The sheriff station was labeled as Marlon County but emphasized as the locally-established PINCKNEY POINT POLICE DEPARTMENT. The all-caps were prominent in the lettering. Blair thought that it looked strikingly more like a library than what she imagined of a police station and that impression continued as they made their way inside. A female officer directed them through a metal detector and then casually scanned them before allowing them to proceed.

Eliot had to consult his notes taken at the pizza shop but was soon asking for Raymond Cadell. The station had the low drop ceiling of any office building with open partitions separating sections into wall-less cubicles. His impression was that of a 1980s bank. The front desk had a couple of officers chatting with one another. One guy with a thick, red handlebar mustache beckoned them over and kindly asked their business. They all wore tannish silver uniforms with large hats set aside.

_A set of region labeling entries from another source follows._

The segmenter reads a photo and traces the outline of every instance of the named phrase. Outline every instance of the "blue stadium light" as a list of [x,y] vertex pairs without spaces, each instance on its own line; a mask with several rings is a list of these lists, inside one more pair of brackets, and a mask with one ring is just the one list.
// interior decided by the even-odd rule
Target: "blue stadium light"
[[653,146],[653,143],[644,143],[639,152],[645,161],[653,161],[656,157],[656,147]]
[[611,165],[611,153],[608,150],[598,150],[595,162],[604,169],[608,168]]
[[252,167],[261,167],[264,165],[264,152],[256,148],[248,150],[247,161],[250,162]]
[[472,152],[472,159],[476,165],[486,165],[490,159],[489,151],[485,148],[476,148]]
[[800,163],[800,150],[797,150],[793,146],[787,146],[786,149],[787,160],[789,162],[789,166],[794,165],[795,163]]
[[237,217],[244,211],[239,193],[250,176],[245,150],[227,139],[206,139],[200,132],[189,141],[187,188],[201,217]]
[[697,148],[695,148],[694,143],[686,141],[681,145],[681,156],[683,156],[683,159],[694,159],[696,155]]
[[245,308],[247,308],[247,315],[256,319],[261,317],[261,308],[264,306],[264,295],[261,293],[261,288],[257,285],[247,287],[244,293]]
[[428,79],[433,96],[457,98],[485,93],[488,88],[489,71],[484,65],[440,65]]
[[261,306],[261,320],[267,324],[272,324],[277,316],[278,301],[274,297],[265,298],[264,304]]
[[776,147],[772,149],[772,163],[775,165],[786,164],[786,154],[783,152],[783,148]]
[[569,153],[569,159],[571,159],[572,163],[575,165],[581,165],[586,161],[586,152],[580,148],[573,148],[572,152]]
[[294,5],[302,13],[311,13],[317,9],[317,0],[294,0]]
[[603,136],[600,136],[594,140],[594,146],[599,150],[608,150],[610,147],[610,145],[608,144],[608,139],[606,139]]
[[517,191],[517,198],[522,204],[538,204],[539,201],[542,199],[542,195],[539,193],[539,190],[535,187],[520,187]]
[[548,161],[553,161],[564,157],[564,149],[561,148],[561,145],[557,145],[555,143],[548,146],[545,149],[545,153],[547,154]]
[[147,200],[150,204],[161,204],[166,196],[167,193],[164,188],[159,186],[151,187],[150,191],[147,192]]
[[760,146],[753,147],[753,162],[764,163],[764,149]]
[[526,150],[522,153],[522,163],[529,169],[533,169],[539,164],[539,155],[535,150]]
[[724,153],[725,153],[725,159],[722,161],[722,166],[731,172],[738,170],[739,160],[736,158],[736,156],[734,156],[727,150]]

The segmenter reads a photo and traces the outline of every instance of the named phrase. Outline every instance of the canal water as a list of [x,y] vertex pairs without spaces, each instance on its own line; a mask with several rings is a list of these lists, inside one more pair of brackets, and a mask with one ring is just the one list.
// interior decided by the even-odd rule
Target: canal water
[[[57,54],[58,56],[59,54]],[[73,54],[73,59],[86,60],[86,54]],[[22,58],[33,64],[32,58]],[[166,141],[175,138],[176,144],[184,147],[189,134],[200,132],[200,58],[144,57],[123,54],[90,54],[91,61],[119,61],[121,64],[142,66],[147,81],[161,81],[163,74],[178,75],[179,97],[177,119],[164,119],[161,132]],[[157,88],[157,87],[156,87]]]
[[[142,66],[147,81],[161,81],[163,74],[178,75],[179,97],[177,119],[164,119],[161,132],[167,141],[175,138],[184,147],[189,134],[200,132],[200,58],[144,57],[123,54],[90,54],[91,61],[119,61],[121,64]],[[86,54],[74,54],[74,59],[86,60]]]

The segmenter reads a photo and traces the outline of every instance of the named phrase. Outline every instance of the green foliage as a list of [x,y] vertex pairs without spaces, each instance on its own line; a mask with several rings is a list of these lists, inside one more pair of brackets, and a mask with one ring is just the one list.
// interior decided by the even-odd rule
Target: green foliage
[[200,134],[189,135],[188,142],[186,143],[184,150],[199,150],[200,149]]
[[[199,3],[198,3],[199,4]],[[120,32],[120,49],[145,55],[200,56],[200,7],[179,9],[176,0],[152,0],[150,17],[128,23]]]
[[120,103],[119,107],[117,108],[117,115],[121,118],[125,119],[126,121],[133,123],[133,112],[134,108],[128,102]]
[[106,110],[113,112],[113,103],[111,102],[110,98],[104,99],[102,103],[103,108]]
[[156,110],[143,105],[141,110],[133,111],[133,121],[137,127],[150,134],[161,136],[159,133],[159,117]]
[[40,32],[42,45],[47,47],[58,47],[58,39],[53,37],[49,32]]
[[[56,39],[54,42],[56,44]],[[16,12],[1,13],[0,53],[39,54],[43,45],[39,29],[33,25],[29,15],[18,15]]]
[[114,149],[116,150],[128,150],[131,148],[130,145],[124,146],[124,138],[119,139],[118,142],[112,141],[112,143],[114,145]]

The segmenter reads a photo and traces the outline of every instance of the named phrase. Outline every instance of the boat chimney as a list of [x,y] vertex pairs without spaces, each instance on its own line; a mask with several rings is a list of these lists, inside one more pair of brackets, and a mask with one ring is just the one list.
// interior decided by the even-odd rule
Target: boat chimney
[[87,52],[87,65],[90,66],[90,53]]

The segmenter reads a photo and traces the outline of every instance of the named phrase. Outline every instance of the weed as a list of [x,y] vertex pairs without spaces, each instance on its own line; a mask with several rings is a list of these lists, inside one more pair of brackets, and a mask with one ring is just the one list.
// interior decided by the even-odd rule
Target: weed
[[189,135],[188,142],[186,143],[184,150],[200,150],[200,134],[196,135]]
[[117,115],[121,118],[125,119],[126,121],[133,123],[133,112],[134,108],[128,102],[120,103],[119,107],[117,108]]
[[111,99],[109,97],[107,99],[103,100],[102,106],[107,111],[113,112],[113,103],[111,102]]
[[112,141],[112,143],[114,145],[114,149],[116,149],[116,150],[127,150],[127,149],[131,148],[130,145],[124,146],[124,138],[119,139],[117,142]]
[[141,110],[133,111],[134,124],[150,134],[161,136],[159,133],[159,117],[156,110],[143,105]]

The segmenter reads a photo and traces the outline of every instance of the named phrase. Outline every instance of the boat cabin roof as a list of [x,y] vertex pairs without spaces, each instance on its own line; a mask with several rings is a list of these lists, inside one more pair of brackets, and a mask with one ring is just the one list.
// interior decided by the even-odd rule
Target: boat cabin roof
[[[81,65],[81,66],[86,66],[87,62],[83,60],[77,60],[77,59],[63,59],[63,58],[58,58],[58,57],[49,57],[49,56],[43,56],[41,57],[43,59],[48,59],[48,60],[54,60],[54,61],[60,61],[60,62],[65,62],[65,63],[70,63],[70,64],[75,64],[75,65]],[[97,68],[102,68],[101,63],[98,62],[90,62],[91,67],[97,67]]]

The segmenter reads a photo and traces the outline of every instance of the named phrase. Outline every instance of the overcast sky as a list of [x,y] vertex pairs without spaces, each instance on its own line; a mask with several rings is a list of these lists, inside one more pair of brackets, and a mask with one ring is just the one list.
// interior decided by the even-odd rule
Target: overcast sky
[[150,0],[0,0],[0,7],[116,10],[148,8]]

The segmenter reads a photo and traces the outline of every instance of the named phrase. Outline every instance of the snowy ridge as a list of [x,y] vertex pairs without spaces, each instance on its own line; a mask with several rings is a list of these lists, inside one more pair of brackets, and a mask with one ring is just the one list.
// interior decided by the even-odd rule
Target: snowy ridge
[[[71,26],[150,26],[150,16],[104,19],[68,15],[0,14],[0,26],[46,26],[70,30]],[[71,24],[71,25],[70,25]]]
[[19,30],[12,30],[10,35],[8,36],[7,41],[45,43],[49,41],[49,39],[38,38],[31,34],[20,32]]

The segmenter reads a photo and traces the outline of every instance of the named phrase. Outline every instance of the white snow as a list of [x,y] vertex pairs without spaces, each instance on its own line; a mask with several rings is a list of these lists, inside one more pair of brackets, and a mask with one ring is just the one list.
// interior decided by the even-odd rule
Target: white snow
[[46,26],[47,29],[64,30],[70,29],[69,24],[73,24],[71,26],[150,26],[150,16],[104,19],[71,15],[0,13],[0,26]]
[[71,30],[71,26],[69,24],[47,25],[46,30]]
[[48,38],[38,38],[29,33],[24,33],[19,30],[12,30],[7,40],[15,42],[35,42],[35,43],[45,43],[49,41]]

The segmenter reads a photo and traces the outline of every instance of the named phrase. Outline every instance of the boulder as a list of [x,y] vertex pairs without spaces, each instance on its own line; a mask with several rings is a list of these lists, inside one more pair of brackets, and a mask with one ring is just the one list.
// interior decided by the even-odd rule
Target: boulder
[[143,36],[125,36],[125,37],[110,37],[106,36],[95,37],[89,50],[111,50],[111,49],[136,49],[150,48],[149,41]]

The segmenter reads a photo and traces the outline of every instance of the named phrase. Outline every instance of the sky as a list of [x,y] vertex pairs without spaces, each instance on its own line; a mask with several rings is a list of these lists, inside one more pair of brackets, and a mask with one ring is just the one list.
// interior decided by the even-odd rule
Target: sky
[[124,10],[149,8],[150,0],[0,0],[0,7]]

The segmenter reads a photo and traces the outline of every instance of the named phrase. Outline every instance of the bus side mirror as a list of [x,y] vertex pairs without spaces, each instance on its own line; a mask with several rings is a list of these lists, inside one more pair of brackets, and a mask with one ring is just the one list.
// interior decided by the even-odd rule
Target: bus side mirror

It was a stressful matter for Eliot to prepare his response to that relatively simple question. He’d never been in a police station, and he’d never had reason on either side to be in a place like this, but it also fascinated him for all the details and minutia which made a story richer to include. Like, why was there a pair of leather boots hung on the far wall over by the stairs? He had no idea and doubted he would ever be able to ask that question, let alone arrive at the answer.

“We encountered two suspicious men who claimed to be security for down by the boardwalk and they asked us a lot of personal, casing criminal type questions about our stay here. There was also a strange man in a black suit who was trying to solicit business and the two guys and the other seemed to be at odds and… It just created a very nervous and frankly potentially dangerous situation for me and my kids.” Getting that out felt more excruciating than a desperate college mistake that he once recounted to Brooke. The Egg Incident. That reminder actually would’ve been perfectly fine as proof that the scared young girl was her wife and cause him less embarrassment than remembering gopher farts. Because it vividly reminded him of the weirdest dreams he ever had and only casually shared as an offhand admission.

In them, he was a woman named Eleanor Shore. Elie. Just like in the fantasies that Brooke nervously admitted to when they were first dating. He didn’t particularly believe in the supernatural, but he had that. Dreams of a life that couldn’t possibly exist. He was so comfortable with her because Elie and Brooke were close friends and even more. And now, this crazy vacation had brought an inexplicable rock that changed their children in ways that felt crazy, alarming, and bizarre but which left a tickle of recognition he desperately wanted to ignore.

It refused to go away, like the nagging sensation all around him that someone was watching, someone like the mysterious girl described twice by his children. Someone who he had also first seen… in his dreams.